〇地域の教育資源(人・もの・こと)を活用した探究的な活動
5年生の総合的な学習の時間「学ぼうふるさと気仙沼の海」の学習では,恵まれた地域の海辺の自然環境と水産業を中心とする人間の営みとの結びつきという視点から学習を展開した。海辺の生物を調査・観察して,海洋における生き物の生態系を探究したり,地域の水産業を体験しながら海辺の自然環境と人間生活の関わりを追究したりする学習(気仙沼湾の養殖施設見学やマグロ船の見学等)を通して,児童は,地域の人々の生活が地域及び地球規模での自然環境に支えながら成り立っていることを総合的にとらえていた。
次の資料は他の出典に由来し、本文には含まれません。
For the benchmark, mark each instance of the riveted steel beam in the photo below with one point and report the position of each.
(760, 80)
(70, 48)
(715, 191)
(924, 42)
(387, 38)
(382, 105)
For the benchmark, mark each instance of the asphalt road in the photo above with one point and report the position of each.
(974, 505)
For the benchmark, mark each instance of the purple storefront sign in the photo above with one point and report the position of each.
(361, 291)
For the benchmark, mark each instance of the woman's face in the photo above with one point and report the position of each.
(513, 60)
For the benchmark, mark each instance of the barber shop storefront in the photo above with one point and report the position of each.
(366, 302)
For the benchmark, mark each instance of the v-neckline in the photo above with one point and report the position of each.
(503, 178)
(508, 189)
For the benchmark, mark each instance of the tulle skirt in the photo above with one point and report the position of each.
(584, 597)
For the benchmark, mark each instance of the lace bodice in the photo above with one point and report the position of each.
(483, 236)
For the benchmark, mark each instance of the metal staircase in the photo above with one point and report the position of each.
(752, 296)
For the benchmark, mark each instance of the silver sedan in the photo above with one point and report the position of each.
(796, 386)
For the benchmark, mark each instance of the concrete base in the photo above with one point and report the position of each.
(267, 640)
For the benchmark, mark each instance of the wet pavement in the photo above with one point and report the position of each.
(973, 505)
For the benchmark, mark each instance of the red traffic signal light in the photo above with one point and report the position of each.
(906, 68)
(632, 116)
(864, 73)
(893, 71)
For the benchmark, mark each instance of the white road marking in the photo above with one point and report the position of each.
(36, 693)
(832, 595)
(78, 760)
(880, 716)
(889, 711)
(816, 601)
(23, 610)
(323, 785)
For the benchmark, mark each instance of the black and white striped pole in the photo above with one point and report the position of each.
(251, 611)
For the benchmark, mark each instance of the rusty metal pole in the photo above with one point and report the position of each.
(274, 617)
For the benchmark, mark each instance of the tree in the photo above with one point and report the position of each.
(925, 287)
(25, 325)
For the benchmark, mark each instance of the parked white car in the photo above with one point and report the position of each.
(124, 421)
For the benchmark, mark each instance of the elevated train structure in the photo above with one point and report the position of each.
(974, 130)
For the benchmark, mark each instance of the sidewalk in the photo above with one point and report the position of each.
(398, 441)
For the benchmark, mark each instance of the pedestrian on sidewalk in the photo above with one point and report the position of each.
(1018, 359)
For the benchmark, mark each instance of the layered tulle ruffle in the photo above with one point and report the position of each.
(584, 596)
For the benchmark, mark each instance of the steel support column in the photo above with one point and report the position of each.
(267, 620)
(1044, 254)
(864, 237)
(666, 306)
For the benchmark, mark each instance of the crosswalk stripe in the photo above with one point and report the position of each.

今年度は,日本サスティナブルシーフード協会の協力も得て,カツオ一本釣り漁やMSC認証についての学習会も行った。漁業をめぐる環境配慮の状況が変化していることを学び,将来の海の環境と人間の生活について考えを深めていた。これらの体験活動をもとに個々に課題を設定し,探究活動へとつなげた。

 

来年度の活動計画

今年度の実践を基に,探究的な活動になっているかの視点で見直しを図り,カリキュラムをブラッシュアップしていく。 児童の興味・関心に応じた柔軟性のある学習や,児童が探究の達成感を味わうような問題解決的なプロセスを十分に保障できるよう,単元構成や探究過程の改善を図る。全職員で協議したり専門家の助言を生かしたりしながら,目指す児童の育成に向けてさらなる質的向上を図っていく。